Review: Fresno Pacific offers a different spin on the original couple in Mark Tyler Miller’s ‘The Adam Bomb’
Talk about a guilt trip. The main character in Mark Tyler Miller’s tuneful and thoughtful new one-man, original musical, “The Adam Bomb,” is weighed down by a transgression that makes anyone else’s flaws look puny. How would you feel if you were responsible for allowing sin into paradise? It’s no wonder that Adam, the “original man,” is separated from Eve, swigging booze from a brown paper bag, and living in squalor. He gets to feel guilty not only about screwing up his life but the lives of the billions of his descendants to follow. Let’s say it all together now: Thanks, Adam.
It’s an intriguing premise but one that could quickly fall flat with the wrong tone. Thankfully, Miller — a professional musical-theater actor and the new theater-program director at Fresno Pacific University — and director Emily Wold find a winning balance between humor, pathos and a non-heavy-handed dose of spirituality in this appealing work. Displaying deft technique while playing three characters (including a guy named Tim, who is Eve’s new boyfriend), sometimes all together in rapid conversation, Miller brings a solid acting presence and a strong singing voice to the improvised campus stage. (The production, with one more performance, 2 p.m. Sunday, April 28, is held in the North Hall Seminary Chapel, which has been admirably transformed by Shannon Brewington into a post-paradise space strewn with garbage. The result is far more effective than you’d expect, budget-wise.) His songs, self-accompanied on acoustic guitar, range from plaintive to anguished and angry (I found myself hoping for a couple more musical numbers, in fact), and the sometimes weird and creepy lighting design helps set a mysterious feel.

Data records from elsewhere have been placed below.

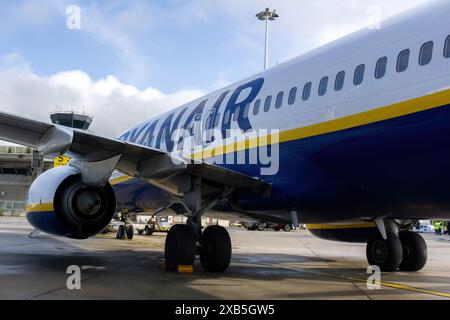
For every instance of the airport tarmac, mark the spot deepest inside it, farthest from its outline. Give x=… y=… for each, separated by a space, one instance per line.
x=265 y=265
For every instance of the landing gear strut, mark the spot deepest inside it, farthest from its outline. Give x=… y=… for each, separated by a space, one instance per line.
x=394 y=249
x=184 y=242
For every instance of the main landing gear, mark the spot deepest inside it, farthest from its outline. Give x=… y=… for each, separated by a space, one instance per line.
x=396 y=249
x=185 y=242
x=214 y=248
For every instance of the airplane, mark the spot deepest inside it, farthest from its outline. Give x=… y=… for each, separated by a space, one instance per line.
x=352 y=139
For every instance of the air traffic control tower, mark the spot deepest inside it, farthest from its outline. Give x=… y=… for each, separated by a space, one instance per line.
x=72 y=119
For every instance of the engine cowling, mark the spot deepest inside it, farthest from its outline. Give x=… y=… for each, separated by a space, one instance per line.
x=60 y=204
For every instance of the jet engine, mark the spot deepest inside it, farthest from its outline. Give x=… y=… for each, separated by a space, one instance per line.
x=59 y=203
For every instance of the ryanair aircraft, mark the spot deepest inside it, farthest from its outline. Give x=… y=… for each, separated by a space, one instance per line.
x=352 y=139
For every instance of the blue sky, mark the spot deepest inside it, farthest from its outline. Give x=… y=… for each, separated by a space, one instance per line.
x=151 y=55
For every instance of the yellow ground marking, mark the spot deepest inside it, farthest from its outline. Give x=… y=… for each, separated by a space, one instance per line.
x=40 y=207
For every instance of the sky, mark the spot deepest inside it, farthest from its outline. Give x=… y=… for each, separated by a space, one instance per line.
x=124 y=61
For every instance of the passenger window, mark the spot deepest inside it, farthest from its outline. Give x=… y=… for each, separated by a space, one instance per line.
x=216 y=120
x=267 y=104
x=447 y=48
x=380 y=69
x=359 y=75
x=246 y=110
x=227 y=117
x=279 y=101
x=307 y=91
x=339 y=84
x=426 y=53
x=208 y=122
x=256 y=107
x=323 y=86
x=403 y=60
x=292 y=96
x=236 y=113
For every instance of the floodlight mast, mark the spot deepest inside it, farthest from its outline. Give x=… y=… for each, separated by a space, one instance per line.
x=266 y=16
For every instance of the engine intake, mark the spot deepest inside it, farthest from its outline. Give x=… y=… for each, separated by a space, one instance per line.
x=59 y=203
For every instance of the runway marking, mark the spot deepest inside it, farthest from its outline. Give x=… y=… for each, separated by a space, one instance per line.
x=383 y=283
x=401 y=287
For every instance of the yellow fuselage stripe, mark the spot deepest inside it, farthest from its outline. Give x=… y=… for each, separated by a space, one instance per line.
x=340 y=226
x=407 y=107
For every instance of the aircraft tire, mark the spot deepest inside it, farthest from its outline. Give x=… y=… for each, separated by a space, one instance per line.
x=129 y=230
x=148 y=231
x=386 y=254
x=180 y=247
x=121 y=235
x=216 y=249
x=415 y=252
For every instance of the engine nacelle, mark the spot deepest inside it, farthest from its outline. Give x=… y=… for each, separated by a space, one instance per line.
x=60 y=204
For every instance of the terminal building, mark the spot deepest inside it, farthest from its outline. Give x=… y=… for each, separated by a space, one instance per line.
x=20 y=166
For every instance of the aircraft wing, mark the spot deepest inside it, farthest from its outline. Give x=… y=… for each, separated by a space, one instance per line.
x=137 y=161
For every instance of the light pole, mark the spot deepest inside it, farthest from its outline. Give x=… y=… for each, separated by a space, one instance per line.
x=266 y=16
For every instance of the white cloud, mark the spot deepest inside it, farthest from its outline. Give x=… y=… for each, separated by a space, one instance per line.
x=115 y=106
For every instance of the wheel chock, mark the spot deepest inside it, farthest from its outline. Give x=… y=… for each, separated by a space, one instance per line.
x=185 y=269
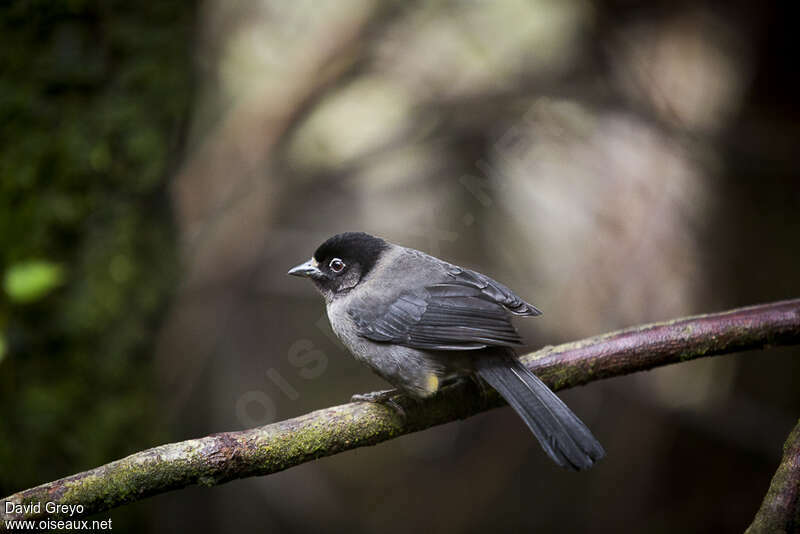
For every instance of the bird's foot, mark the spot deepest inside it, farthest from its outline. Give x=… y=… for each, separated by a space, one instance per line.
x=385 y=397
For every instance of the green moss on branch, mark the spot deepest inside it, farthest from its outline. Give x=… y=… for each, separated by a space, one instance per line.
x=260 y=451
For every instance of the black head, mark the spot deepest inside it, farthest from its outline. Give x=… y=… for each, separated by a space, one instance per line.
x=342 y=261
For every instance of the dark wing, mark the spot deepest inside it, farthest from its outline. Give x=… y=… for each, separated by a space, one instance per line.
x=469 y=311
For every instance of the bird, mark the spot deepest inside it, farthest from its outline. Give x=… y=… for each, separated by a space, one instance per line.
x=420 y=322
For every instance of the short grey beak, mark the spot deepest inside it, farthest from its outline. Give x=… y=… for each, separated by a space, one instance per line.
x=308 y=269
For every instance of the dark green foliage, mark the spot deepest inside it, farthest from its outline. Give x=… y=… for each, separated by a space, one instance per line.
x=92 y=98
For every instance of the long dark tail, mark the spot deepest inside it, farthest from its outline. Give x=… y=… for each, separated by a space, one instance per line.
x=563 y=436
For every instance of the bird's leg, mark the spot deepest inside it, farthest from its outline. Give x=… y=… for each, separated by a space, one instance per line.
x=385 y=397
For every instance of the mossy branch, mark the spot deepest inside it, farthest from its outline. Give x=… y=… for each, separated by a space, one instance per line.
x=780 y=511
x=268 y=449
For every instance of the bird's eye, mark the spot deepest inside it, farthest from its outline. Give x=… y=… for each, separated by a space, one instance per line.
x=336 y=265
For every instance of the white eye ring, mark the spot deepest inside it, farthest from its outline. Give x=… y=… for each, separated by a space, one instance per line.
x=336 y=265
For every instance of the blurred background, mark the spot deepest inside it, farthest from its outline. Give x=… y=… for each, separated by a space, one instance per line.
x=162 y=164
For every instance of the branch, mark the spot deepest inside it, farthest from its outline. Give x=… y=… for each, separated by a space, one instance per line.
x=268 y=449
x=780 y=511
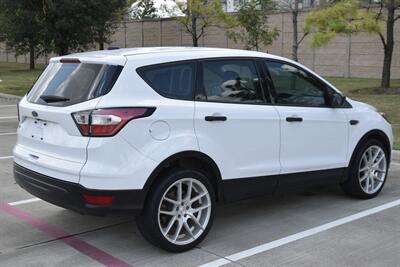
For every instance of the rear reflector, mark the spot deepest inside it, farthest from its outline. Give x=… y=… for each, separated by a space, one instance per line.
x=107 y=122
x=98 y=200
x=70 y=60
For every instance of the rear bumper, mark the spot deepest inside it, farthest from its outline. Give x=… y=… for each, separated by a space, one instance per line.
x=70 y=195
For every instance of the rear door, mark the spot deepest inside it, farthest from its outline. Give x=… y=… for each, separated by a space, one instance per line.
x=49 y=141
x=235 y=125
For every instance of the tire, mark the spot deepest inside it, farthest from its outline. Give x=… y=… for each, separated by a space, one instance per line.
x=366 y=179
x=160 y=228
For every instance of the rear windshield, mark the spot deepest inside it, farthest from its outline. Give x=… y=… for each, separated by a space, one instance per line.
x=64 y=84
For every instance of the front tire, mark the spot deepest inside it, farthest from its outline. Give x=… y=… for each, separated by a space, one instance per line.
x=179 y=211
x=368 y=170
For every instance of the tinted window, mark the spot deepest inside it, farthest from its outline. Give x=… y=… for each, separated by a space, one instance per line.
x=73 y=83
x=294 y=86
x=231 y=81
x=172 y=80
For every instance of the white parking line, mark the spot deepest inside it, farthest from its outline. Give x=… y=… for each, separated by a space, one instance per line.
x=8 y=117
x=16 y=203
x=2 y=134
x=7 y=106
x=292 y=238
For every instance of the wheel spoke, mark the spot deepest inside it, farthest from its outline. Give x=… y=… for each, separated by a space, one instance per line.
x=179 y=192
x=372 y=180
x=178 y=230
x=185 y=224
x=377 y=178
x=376 y=155
x=379 y=160
x=189 y=191
x=184 y=211
x=171 y=201
x=196 y=221
x=367 y=184
x=170 y=224
x=362 y=179
x=370 y=154
x=195 y=210
x=198 y=197
x=167 y=212
x=364 y=169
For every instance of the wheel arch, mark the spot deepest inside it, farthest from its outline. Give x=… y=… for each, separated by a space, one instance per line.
x=373 y=134
x=188 y=159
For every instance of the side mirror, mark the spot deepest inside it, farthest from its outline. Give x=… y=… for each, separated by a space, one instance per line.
x=336 y=100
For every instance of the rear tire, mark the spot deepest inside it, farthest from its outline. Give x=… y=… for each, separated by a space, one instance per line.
x=174 y=219
x=368 y=170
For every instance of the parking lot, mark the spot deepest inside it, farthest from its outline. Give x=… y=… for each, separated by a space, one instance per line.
x=320 y=226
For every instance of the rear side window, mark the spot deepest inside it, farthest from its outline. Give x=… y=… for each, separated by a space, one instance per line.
x=295 y=87
x=170 y=80
x=64 y=84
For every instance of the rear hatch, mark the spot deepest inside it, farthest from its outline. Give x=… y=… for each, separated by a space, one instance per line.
x=49 y=141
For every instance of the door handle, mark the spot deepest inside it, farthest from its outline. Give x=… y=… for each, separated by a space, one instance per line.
x=294 y=119
x=215 y=118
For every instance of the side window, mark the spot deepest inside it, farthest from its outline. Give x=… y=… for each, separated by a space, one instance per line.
x=170 y=80
x=231 y=81
x=294 y=87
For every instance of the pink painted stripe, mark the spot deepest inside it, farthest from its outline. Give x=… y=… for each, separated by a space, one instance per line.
x=73 y=241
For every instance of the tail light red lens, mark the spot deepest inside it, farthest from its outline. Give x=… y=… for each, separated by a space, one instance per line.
x=107 y=122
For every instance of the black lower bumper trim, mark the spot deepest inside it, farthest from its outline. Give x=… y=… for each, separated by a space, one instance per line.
x=70 y=195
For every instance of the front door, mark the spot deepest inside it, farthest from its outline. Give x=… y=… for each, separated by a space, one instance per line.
x=234 y=123
x=314 y=136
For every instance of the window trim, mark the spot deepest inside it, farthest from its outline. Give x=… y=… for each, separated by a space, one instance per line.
x=114 y=79
x=140 y=70
x=319 y=83
x=200 y=94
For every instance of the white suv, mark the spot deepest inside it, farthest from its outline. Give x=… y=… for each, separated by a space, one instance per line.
x=172 y=131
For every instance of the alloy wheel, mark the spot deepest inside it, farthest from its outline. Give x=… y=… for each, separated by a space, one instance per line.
x=372 y=169
x=184 y=211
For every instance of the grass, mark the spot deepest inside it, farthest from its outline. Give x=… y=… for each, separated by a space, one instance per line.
x=359 y=89
x=17 y=79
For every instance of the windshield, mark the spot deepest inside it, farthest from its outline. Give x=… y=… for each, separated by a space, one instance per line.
x=64 y=84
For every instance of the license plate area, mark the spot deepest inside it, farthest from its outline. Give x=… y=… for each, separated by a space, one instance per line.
x=38 y=129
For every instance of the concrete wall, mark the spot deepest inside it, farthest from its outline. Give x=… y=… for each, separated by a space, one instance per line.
x=358 y=55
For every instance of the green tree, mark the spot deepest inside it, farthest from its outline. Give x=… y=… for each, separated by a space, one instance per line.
x=143 y=9
x=349 y=17
x=106 y=17
x=74 y=25
x=200 y=15
x=293 y=7
x=252 y=19
x=21 y=22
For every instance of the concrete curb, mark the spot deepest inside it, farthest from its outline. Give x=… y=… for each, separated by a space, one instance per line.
x=10 y=98
x=396 y=156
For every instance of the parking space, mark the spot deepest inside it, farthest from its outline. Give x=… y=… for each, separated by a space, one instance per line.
x=38 y=233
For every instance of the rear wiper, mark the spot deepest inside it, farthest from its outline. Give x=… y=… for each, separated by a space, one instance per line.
x=53 y=98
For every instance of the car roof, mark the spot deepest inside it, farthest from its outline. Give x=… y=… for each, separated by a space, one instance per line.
x=118 y=56
x=166 y=49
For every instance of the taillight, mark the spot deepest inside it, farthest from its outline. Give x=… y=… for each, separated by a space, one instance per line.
x=108 y=121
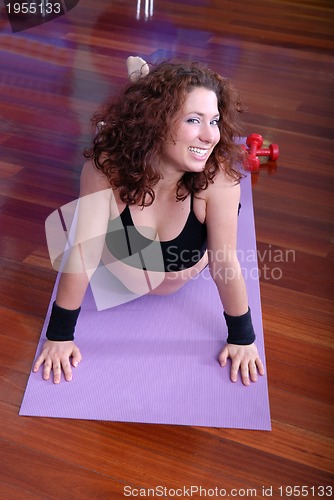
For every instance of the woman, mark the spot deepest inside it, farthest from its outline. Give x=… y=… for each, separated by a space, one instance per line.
x=163 y=163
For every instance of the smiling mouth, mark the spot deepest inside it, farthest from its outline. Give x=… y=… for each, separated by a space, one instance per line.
x=198 y=151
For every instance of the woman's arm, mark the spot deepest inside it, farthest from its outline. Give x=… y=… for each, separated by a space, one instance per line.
x=93 y=213
x=222 y=217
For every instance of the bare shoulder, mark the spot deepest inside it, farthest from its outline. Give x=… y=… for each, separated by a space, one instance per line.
x=224 y=191
x=92 y=180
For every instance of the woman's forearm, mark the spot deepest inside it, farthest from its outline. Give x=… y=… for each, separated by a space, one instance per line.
x=231 y=287
x=71 y=290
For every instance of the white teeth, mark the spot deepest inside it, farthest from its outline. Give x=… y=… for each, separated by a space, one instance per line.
x=197 y=151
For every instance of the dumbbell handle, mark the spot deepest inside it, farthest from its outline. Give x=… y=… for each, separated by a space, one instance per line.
x=272 y=151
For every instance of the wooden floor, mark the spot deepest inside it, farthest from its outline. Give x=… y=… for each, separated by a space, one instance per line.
x=279 y=53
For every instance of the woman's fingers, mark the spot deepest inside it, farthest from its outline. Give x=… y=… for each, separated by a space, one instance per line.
x=245 y=360
x=56 y=357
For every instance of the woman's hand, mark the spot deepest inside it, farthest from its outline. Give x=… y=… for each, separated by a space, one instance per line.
x=244 y=358
x=56 y=357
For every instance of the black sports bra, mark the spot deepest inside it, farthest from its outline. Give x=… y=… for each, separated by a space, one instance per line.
x=127 y=244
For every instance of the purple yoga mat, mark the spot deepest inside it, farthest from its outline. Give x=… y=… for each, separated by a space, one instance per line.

There are times when Adam’s chatty angst wears a little thin. We get it, he’s bitter. And I would like there to be just a little more context in the script about this modern, Bluetooth-infused world we suddenly find ourselves in. (Then again, I’d need to brush up on my Old Testament to answer such questions as: Where did Cain and Abel find their wives?) But what impresses me most about Miller’s work and Wold’s direction is the way the piece acknowledges doubt as well as faith, yet also finds a way to celebrate a hope for humanity. We’re all stuck with the guilt, I guess you could say. The important thing is how to keep on living.